I have already said that I do not have all of the solutions that would make sure children attend school. But the one thing I am absolutely passionately emphatic about is that children must attend school. And parents must be involved in that process. There must be a degree of carrot as well as stick. In that regard, at Balgo Hills recently the experience was—or, should I say, the decision was taken—that, because there was such a problem of truancy and that was leading to petty crime around the community, something had to be done. The corporation—with elders’ leadership, of course—to their great credit, decided upon something quite innovative. They have the control of these communities. The decision was that the store would not open on any day until such time as a certain percentage of the total school enrolments had attended school. For the first few days when, by 10.30 in the morning, none of the parents could make a purchase at the shop because the shop was closed, there were a lot of kids very quickly rounded up and sent to school so that the basic commodities could be purchased. I commend the Balgo Hills community for such innovative ideas. I would recommend that leaders of many communities take a leaf out of their book—not perhaps in the use of the opening or closing of the community store but at least in thinking about the problem.
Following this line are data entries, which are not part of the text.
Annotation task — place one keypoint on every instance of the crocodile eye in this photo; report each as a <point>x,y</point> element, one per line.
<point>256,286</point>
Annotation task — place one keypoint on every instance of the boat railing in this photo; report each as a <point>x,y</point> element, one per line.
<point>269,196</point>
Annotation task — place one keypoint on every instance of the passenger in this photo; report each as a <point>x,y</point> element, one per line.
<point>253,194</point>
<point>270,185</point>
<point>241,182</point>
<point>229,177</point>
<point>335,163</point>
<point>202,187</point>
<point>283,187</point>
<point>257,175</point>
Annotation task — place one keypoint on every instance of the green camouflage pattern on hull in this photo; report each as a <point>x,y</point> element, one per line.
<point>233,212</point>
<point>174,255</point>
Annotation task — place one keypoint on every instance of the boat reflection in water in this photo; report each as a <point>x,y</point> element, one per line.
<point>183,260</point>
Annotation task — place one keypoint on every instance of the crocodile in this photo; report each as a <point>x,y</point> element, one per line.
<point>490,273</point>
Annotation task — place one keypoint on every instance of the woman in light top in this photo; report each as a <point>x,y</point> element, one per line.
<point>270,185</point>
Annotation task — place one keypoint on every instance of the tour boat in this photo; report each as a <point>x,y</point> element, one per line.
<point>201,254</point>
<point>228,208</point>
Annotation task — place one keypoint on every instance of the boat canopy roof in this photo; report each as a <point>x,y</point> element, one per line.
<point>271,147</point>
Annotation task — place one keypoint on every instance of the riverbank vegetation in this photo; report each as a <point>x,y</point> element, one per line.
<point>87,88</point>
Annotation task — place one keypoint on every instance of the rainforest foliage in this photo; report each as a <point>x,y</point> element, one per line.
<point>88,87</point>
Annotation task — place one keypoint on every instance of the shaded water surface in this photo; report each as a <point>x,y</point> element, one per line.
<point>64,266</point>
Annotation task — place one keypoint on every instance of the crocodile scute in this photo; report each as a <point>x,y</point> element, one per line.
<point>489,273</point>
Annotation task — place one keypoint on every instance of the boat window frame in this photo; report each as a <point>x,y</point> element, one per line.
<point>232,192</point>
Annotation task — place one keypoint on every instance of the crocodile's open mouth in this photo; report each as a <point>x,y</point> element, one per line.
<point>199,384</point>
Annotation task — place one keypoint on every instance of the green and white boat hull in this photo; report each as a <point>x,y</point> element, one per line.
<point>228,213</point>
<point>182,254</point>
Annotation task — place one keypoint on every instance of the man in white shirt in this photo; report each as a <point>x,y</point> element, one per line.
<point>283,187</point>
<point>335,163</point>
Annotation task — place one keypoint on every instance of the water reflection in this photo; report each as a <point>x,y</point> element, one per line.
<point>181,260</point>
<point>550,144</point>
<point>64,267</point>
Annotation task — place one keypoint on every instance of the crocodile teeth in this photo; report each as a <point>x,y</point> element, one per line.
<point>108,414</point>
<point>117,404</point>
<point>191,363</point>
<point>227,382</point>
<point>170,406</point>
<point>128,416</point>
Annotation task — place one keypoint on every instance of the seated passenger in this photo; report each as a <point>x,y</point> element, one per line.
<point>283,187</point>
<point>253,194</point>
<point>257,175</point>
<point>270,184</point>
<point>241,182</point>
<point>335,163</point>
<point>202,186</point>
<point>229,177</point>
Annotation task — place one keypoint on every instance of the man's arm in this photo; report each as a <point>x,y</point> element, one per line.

I would like for this government today to send a signal to communities that says, ‘The future may not be as the past has been. There is a future for your children in real employment, gaining meaningful jobs and maintaining personal self-esteem.’ I would like a message to be sent that says, ‘We will not impose upon the taxpayers of Australia, from now until day dot, to support the individual Australian who simply chooses with others to live where they want to live.’

I would love the opportunity to be fed and housed and accommodated—with sewerage, electricity and running water—where I would like to live. It would be a special spot, believe me! But I do not expect that as a right. Indigenous people today do because they have been led to believe that they can, they may and they ought. I believe changes have got to be made. The sooner those changes are made, the sooner the message is tweaked to give some indication that the future does not hold the agonies of the past and that there will be a requirement of mutual obligation, the sooner we will have a real future for Indigenous people in this country.

I have gone so far as to say in the past—and I will say it again—that to deny this future for children is in fact an act of genocide. If we do not think about the malaise that besets Indigenous people in remote communities today and do something about it quickly, we will lose those people and it will be at the feet of the government of the day.